Winter Storm Riley Causes Flight's Bumpy Landing: 'Everyone Threw Up'

Updated | Passengers and crew aboard a United Airlines flight from Virginia to Washington, D.C., got a bit more than they bargained for Friday, thanks to severe turbulence caused by Winter Storm Riley's strong winds.

A report filed by a pilot to the National Weather Service's aviation center revealed nearly everyone on the flight became sick as the aircraft made its descent into Dulles International Airport.

"Very bumpy on descent," one of the pilots said in the report. "Pretty much everyone on the plane threw up."

The pilots themselves did not fare much better. The report continued: "Pilots were on the verge of throwing up."

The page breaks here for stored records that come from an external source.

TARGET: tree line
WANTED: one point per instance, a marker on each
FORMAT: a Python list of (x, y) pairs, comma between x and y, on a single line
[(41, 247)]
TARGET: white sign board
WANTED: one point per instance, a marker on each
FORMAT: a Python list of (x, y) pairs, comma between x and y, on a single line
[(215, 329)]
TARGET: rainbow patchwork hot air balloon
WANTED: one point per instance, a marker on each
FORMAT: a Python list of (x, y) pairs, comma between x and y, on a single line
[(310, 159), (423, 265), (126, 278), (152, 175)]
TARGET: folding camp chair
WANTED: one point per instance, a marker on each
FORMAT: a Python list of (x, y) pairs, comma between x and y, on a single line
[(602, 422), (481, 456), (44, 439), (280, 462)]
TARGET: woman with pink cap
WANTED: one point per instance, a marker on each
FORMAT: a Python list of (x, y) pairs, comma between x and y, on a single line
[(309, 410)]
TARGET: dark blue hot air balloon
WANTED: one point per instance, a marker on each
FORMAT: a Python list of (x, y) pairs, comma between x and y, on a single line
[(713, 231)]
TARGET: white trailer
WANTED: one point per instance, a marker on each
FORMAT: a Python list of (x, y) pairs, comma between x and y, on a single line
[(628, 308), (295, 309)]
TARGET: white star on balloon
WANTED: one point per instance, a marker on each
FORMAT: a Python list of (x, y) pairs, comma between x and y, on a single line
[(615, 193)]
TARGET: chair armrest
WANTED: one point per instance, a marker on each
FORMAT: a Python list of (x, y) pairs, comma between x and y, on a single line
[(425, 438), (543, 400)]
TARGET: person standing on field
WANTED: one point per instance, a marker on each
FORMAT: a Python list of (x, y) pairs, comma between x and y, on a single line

A flight information board shows canceled flights as a storm bringing high winds passes over Ronald Reagan Washington National Airport on March 2. REUTERS/Joshua Roberts

Flight 3833 departed from Charlottesville at 6:30 a.m. Friday and arrived at 7:19 a.m., about nine minutes ahead of schedule, NBC Washington reported. The CRJ-200 has the capacity to seat about 50 passengers in the main cabin. It is unclear how many were on board.

According to an initial statement by Air Wisconsin, which said it operated the flight, the plane "encountered turbulence because of high winds." Air Wisconsin later rescinded the statement, saying the pilot's report was not from them, ABC News's Jeffrey Cooks reported.

United then confirmed to Newsweek that Air Wisconsin had operated the flight.

"Air Wisconsin Flight 3833 operating as United Express from Charlottesville, Va., to Washington Dulles International encountered turbulence because of high winds," United said in a statement.

"A few customers onboard the regional jet became ill as the aircraft was preparing to land. The aircraft landed safely and taxied to its gate. No customers required medical attention because of the turbulence."

Flight 3833 was not the only flight affected by the power of Winter Storm Riley. More than 3,000 flights, both domestic and international, were canceled Friday, according to A majority of those cancellations occurred in the Northeast, with LaGuardia, Newark and Boston Logan airports taking the top three spots.

More than 2,600 flights, both domestic and international, experienced delays in the U.S. Around 16 percent of flights leaving from, and 12 percent arriving to, New York's John F. Kennedy International Airport experienced delays Friday.

Pilots in affected airports had interesting reports to air traffic control. In Boston, a pilot referred to the flight as "adventurous," while a pilot landing at JFK described the flight as a "miserable ride on final approach."

This story has been updated to include a statement from United Airlines.